Прошу Вас внести ясность, что это за пятна. Дайте упражнения против моих проблем с позвоночником. Благодарю.


----------



## kobi (22 Май 2010)

К доктору очно Вы обращались?
Кто  Вы, что Вы - возраст, пол, заболевания, семейная история и т.д...aiwan


----------



## Ворон (22 Май 2010)

Дело в том, что посетить специалиста очно я пока не могу. 
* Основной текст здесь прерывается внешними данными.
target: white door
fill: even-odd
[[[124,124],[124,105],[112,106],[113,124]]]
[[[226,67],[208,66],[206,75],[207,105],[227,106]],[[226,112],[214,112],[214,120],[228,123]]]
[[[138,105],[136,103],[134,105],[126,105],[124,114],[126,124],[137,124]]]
Мне 36лет, из них я только 2 года назад обратил внимание на позвоночник, когда впервые защемил нерв в пояснице. Мало уделял внимания физподготовке, с возрастом понял - зря. Сейчас делаю гимнастику, без фанатизма, для тонуса. Бегаю по утрам.
ЧТО ЭТО ЗА ПЯТНА ДОКТОР?


----------



## kobi (22 Май 2010)

Откуда я могу знать?
Я их даже не вижу.
Выставьте фото - посмотрим, подумаем.
А к доктору сходить надо.....aiwan


----------



## Владимир Воротынцев (22 Май 2010)

С пятнами - к дерматологу!


----------



## Ворон (22 Май 2010)

Вряд ли это удел дерматолога. Однажды я по роду деятельности (нахожусь в дали от большой земли) пересекся с охотниками, среди них оказался врач. Он заметил эти пятна и поинтересовался - нет ли у меня проблем с позвоночником. В его практике был подобный, но более яркий случай. Там пигмент был во всю спину, как на рентген снимке. Там где кости, там кожа имеет естественный цвет, а между ними - пигмент, цвета гематомы.
Есть научное определение этому понятию?


----------



## Доктор Ступин (23 Май 2010)

А в Оренбурге, где расквартирован мой родной полк ВТА, есть ли телефоны с фото? Два года назад, на юбилее 117 ВТАП, такое было.

Если есть, то надо сделать фото и нам показать.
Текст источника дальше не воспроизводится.